Die Leitlinien sind zwar nicht-bindend und gehören somit zum «soft law», doch verleihen ihnen die einstimmige Verabschiedung durch alle FAO-Mitgliedstaaten und die Beteiligung zivilgesellschaftlicher Organisationen bei der Ausarbeitung eine hohe Legitimität und Verbindlichkeit. Regierungen können die Leitlinien, ihre Anforderungen und Inhalte nicht einfach ignorieren. Wenn genügend politischer Wille und Macht dahinterstehen oder eine starke Zivilgesellschaft die Umsetzung einfordert, können auch nicht-bindende Instrumente eine starke Wirkung entfalten oder sogar bindend werden.
Wegen der Opposition mächtiger Staaten wurde als Folgemechanismus jedoch bloss die schwächstmögliche Form der freiwilligen Berichterstattung an den Ausschuss für Welternährungssicherheit (CFS) gewählt und kein effektiver Monitoring-Mechanismus innerhalb der FAO eingerichtet.

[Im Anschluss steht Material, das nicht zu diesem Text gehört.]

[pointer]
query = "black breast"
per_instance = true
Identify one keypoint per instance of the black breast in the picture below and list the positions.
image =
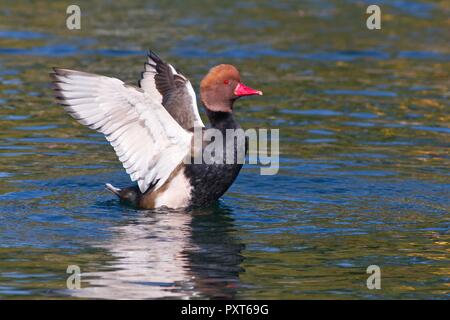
(211, 181)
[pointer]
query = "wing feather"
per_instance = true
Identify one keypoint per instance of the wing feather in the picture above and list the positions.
(147, 140)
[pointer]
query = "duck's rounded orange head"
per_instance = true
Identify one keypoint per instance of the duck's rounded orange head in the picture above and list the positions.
(222, 86)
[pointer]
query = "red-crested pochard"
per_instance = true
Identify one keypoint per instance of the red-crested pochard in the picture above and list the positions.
(151, 128)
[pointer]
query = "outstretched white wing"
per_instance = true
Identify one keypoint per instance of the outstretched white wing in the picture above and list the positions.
(148, 141)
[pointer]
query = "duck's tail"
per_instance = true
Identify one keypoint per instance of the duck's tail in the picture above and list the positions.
(113, 189)
(131, 195)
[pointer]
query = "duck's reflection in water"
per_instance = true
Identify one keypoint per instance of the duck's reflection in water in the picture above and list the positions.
(175, 254)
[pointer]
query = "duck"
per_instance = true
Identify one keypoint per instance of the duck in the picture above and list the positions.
(151, 128)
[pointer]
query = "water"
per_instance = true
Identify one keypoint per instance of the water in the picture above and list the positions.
(364, 180)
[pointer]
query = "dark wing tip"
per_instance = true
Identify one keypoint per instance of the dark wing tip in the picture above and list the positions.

Mit ihrem umfassenden, ganzheitlichen Ansatz gehören die Leitlinien zu den wichtigsten Instrumenten für die Verwirklichung des Rechts auf Nahrung. Sie stellen zudem die erste internationale Übereinkunft darüber dar, wie wirtschaftliche, soziale und kulturelle Rechte auf nationaler Ebene umzusetzen sind.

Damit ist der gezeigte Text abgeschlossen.